Today, there are many data scientists who invest a lot of effort researching how to streamline the explanation of complex model results to help identify its limitations when faced with certain data anomalies. This helps overcome one of the short falls of using algorithmic approaches, and make them more accessible to actuaries. Ultimately, we should always consider the fit for use and feasibility of implementation when applying models or leveraging the work of others.
Artificial intelligence (AI), machine learning, and deep learning?
AI, machine learning, and deep learning are common terms we hear today and are at times used interchangeably. Understanding these terms could help actuaries better communicate with data scientists.
All three could be considered as a field of study; each one more niche than the previous:
- AI is a broad and encompassing term. It could be defined as the theory and development of (computer) systems able to perform tasks that normally require human intelligence. It includes everything from visual and speech recognition to decision-making, translation, and automation of human tasks.
- Machine learning is defined as the use and development of computer systems that are able to learn and adapt without following explicit instructions, by using algorithms and statistical models to analyze and draw inferences from patterns in data.
- Deep learning is a niche area of machine learning that uses large neural network with multiple hidden layers inspired by structure and function of the human brain. These algorithms specialize in tasks such as image recognition and natural language processing.

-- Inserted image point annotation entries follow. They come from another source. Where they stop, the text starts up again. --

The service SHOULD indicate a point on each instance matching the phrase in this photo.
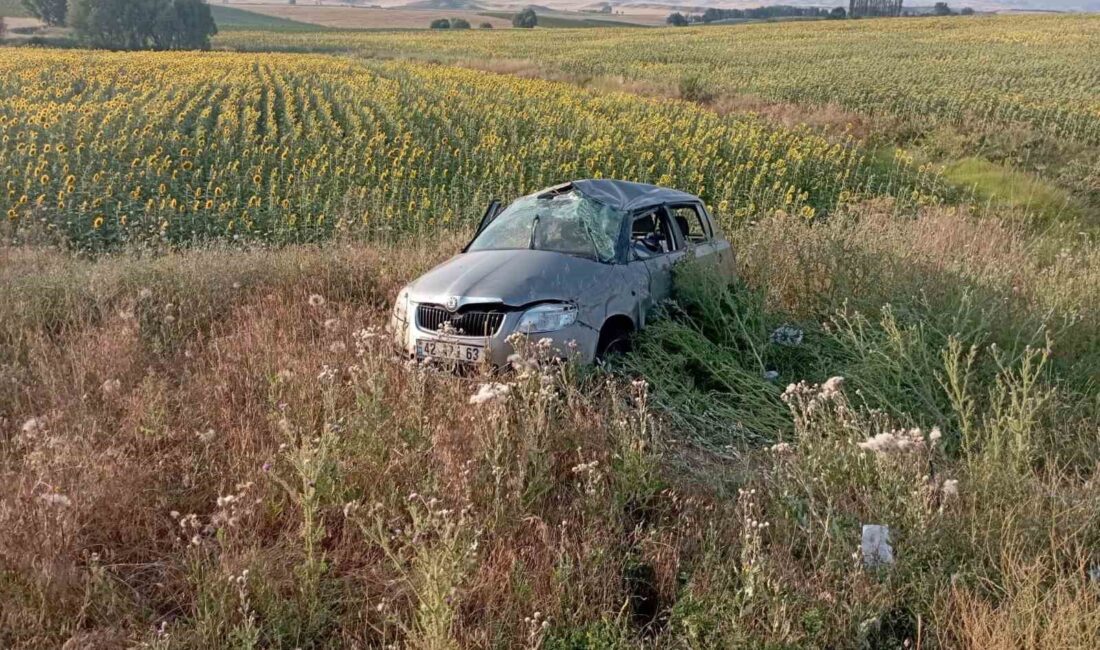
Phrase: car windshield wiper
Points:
(535, 229)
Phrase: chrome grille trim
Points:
(469, 322)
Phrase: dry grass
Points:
(831, 118)
(195, 453)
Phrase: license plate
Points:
(449, 351)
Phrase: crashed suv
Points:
(582, 264)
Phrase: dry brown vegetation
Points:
(220, 449)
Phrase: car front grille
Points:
(470, 322)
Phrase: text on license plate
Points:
(449, 351)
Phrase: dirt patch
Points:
(829, 118)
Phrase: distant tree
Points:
(677, 19)
(52, 12)
(143, 24)
(525, 19)
(184, 24)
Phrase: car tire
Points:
(615, 338)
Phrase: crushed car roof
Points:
(624, 195)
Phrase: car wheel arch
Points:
(615, 333)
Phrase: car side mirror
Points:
(652, 242)
(491, 213)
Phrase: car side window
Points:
(691, 222)
(651, 234)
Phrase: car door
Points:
(699, 237)
(653, 227)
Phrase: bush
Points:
(525, 19)
(143, 24)
(52, 12)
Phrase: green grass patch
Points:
(1003, 187)
(231, 19)
(13, 9)
(565, 22)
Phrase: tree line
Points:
(131, 24)
(713, 14)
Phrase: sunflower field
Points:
(108, 149)
(1042, 73)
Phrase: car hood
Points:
(514, 277)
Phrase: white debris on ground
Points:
(876, 546)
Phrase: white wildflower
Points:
(781, 448)
(950, 487)
(787, 335)
(33, 426)
(832, 387)
(491, 392)
(56, 499)
(894, 442)
(110, 386)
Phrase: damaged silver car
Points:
(582, 264)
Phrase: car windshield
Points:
(567, 222)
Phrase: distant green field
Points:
(561, 21)
(12, 9)
(230, 19)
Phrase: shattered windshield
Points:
(567, 222)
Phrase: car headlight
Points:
(402, 306)
(547, 318)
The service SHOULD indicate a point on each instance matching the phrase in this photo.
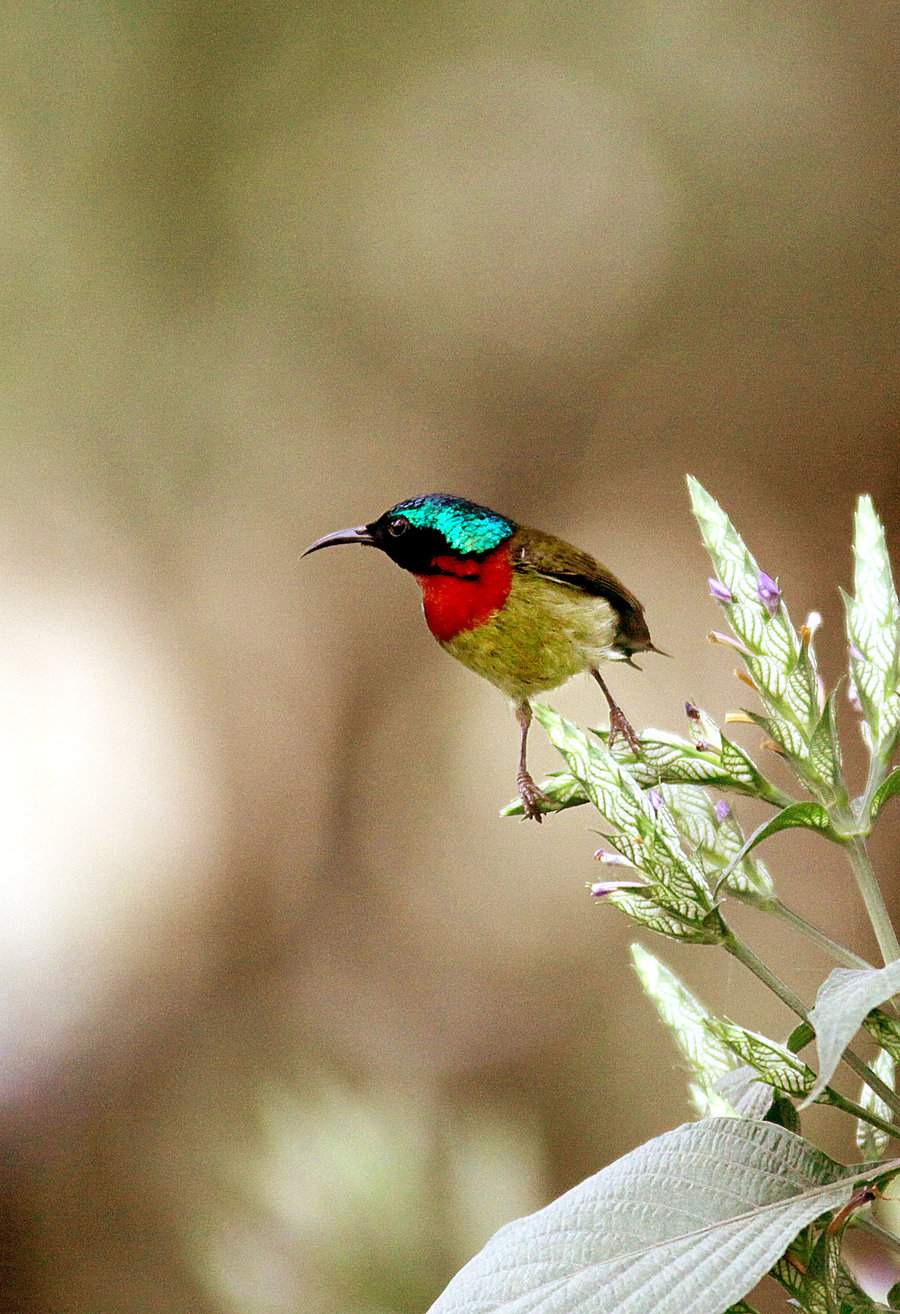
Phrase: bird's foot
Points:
(532, 798)
(619, 724)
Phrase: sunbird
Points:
(518, 606)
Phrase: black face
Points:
(413, 547)
(415, 532)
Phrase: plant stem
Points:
(815, 934)
(744, 954)
(840, 1101)
(871, 895)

These fields of study have very broad applications that go beyond data and actuarial science. With the breakthroughs of quantum computing, complex simulations, and algorithms previously limited by traditional computing, operations could soon become possible. Actuaries could be applying these newer techniques to risk modelling and quantification problems such as economic capital modelling, dynamic stress testing, and portfolio optimization.
The bottom line is that while seeming new and somewhat unknown, data science isn’t as different as we’ve come to perceive it. Data and technology are ever evolving and as lifelong learners, actuaries should always be on the lookout for innovative techniques that enhance our work and challenge tradition.